Last Tuesday, I realized that being caught in freeway traffic was a science fiction experience.
Let me back up, so to speak. That afternoon, instead of going straight home, I took a bus to West Edmonton Mall to run an errand. On the way back, we hit the tail end of rush hour. The ride home takes about 45 minutes, so I like to settle in and read, write, tweet, and/or listen to an audiobook. Time passes quickly when your mind is focused on another world.
The driver on the ride back had a heavy foot, so we were speeding up Whitemud Drive. However, at around 149th Street, the driver suddenly decelerated. The bus was still moving, but very slowly. I could hear a siren closing the distance from behind us. By now, cars had edged of if the emergency vehicle’s way as best they could, pulling over to the right. Some squeezed in front of the bus; others came in tight alongside it.
I looked up from reading N. K. Jemisin’s “The Great City Born”, and saw a fire engine come into view and, slowly but steadily, pass us. The moment induced a bit of vertigo: it felt like the fire engine was passing while the bus was still, but both vehicles were moving at a disconcertingly almost-synchronized pace. Finally, there was a crossover moment when the fire engine slowed to a stop and the bus continued, speeding past as firefighters disembarked from the truck and walked up to three cars which had clearly crashed into each other. An ambulance was already at the other end of this chain of vehicles, with paramedics checking out one of the vehicles or walking in the opposite direction to meet up with the firefighters. It was this moment that felt so science fiction to me.
Why? There were no aliens or futuristic technology or anything out of the ordinary for a mid-week rush hour. That was the thing. This all felt normal. We were on a curvy stretch of a freeway bordered by landscaped embankments, trimmed with Jersey barriers, and spanned by an overpass. No houses were in sight. Neither were there bikes or pedestrians (other than the emergency responders), let alone bike paths or sidewalks. But there was the bus I was on, and all the surrounding vehicles which may as well have been operating on a single track, like a monorail, or like automated vehicles programmed to drive in an orderly fashion.

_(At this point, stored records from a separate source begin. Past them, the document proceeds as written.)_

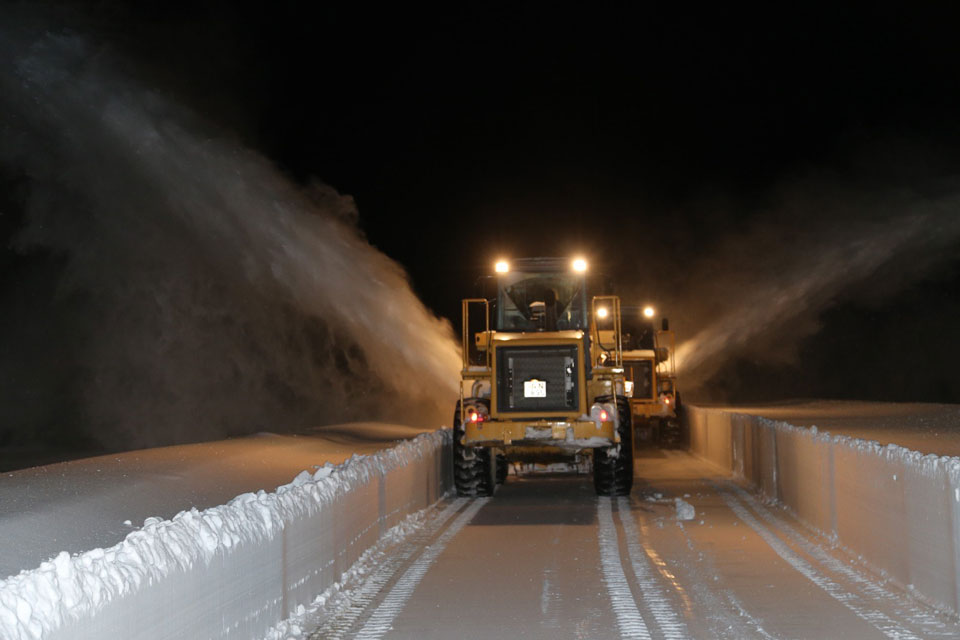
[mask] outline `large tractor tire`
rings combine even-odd
[[[610,398],[597,401],[609,402]],[[620,444],[593,450],[593,487],[600,496],[626,496],[633,488],[633,427],[630,404],[622,396],[617,397],[617,415]]]
[[[495,456],[484,447],[467,447],[460,424],[460,403],[453,413],[453,484],[458,496],[492,496],[497,488]]]

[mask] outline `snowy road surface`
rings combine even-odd
[[[443,501],[274,637],[960,635],[687,453],[651,450],[637,475],[629,498],[532,475]]]

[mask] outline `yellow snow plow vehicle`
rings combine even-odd
[[[652,319],[654,314],[652,307],[642,311],[645,320]],[[623,369],[634,442],[667,447],[682,444],[680,392],[674,359],[676,338],[669,322],[663,318],[658,331],[653,330],[652,323],[642,322],[640,328],[626,334],[624,340]]]
[[[629,494],[619,298],[590,295],[581,258],[500,261],[495,272],[495,294],[463,301],[457,493],[492,495],[511,462],[590,457],[598,494]]]

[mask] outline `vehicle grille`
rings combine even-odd
[[[546,396],[524,397],[524,382],[546,382]],[[497,348],[497,410],[579,411],[576,345]]]
[[[633,380],[633,397],[640,400],[655,399],[653,392],[653,360],[631,362],[626,366]]]

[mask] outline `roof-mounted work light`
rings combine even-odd
[[[587,261],[584,260],[583,258],[574,258],[570,266],[577,273],[583,273],[584,271],[587,270]]]

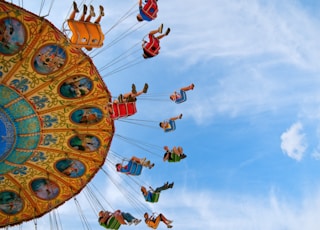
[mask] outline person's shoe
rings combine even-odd
[[[186,157],[187,157],[187,155],[184,154],[184,153],[182,153],[182,154],[180,155],[180,159],[181,159],[181,160],[184,159],[184,158],[186,158]]]
[[[131,95],[129,95],[126,99],[127,102],[135,102],[135,98],[133,98]]]
[[[182,113],[179,115],[179,119],[181,119],[182,118]]]
[[[158,31],[159,31],[160,34],[162,33],[162,30],[163,30],[163,24],[161,24],[161,25],[159,26],[159,28],[158,28]]]
[[[122,94],[119,95],[118,101],[119,101],[119,103],[123,103],[123,95]]]
[[[171,184],[168,185],[168,188],[172,188],[174,183],[172,182]]]
[[[154,167],[154,163],[152,163],[152,165],[149,166],[149,169],[152,169]]]
[[[166,31],[166,35],[168,35],[170,33],[171,29],[168,28],[167,31]]]
[[[103,8],[103,6],[100,5],[99,8],[100,8],[100,15],[104,16],[104,8]]]
[[[149,88],[149,85],[147,83],[145,83],[142,92],[143,93],[147,93],[148,92],[148,88]]]
[[[194,88],[194,84],[192,83],[192,84],[190,85],[190,89],[193,90],[193,88]]]
[[[73,10],[74,10],[76,13],[79,13],[79,9],[78,9],[78,6],[77,6],[77,3],[76,3],[76,2],[73,2]]]
[[[91,16],[91,17],[95,17],[95,16],[96,16],[96,13],[94,12],[94,7],[93,7],[93,5],[90,5],[90,16]]]
[[[172,228],[172,225],[168,224],[167,227],[168,227],[168,228]]]
[[[133,224],[134,223],[134,221],[132,220],[132,221],[127,221],[127,224],[130,226],[131,224]]]
[[[136,93],[137,93],[137,89],[136,89],[136,85],[135,85],[135,84],[132,84],[132,90],[131,90],[131,92],[132,92],[133,94],[136,94]]]
[[[141,220],[139,220],[139,219],[134,219],[134,220],[133,220],[133,223],[134,223],[135,225],[139,224],[140,222],[141,222]]]
[[[140,159],[141,164],[143,164],[143,163],[146,161],[146,159],[147,159],[146,157],[141,158],[141,159]]]
[[[87,5],[83,5],[83,15],[87,14],[88,7]]]

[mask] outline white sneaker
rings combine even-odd
[[[140,222],[141,222],[141,220],[139,220],[139,219],[134,219],[134,224],[135,224],[135,225],[139,224]]]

It felt like being in a closed experimental system. The three vehicles in the accident were like pathogens, and the emergency vehicles were deployed like antigens. (After all, the Whitemud is considered an “arterial” road.) Despite these biological metaphors, we humans were essentially encapsulated in machines made of metal, fiberglass, and concrete. We made those materials, and we built systems that use them. We’ve created machines made of metal, and other human-made material, that run on concrete tracks. The science of roadway construction enables the fiction that humans live in a machine world.
I only get this feeling on the freeway. More recently, I was in a bus on Whyte Avenue that passed an accident which also brought out a fire engine and an ambulance. However, things felt more like a part of life, not fiction. There was a lot of traffic, but it was stop-and-go, and the bus stopped at each of its scheduled stops to let people on and off. I could have gotten off at any point and walked to my destination, joining the hundreds of pedestrians strolling along the avenue.
The freeway eliminates that choice. If you’re on the freeway, you’re most likely inside a vehicle. If you’re a driver, you’re steering a ship within a known system, but with the potential for being knocked off the path by unknowns, like you’re piloting the Proteus in The Fantastic Voyage.
If you’re on a bus, like I was, you just board at the transit station, turn on your phone, that gateway to other realities, and let the vehicle convey you from one location to another. You might lose the sense of time and get caught up in a far-away world, and you might find yourself in your own neighbourhood in the present time. It’s not a time machine, but it can sure feel like it.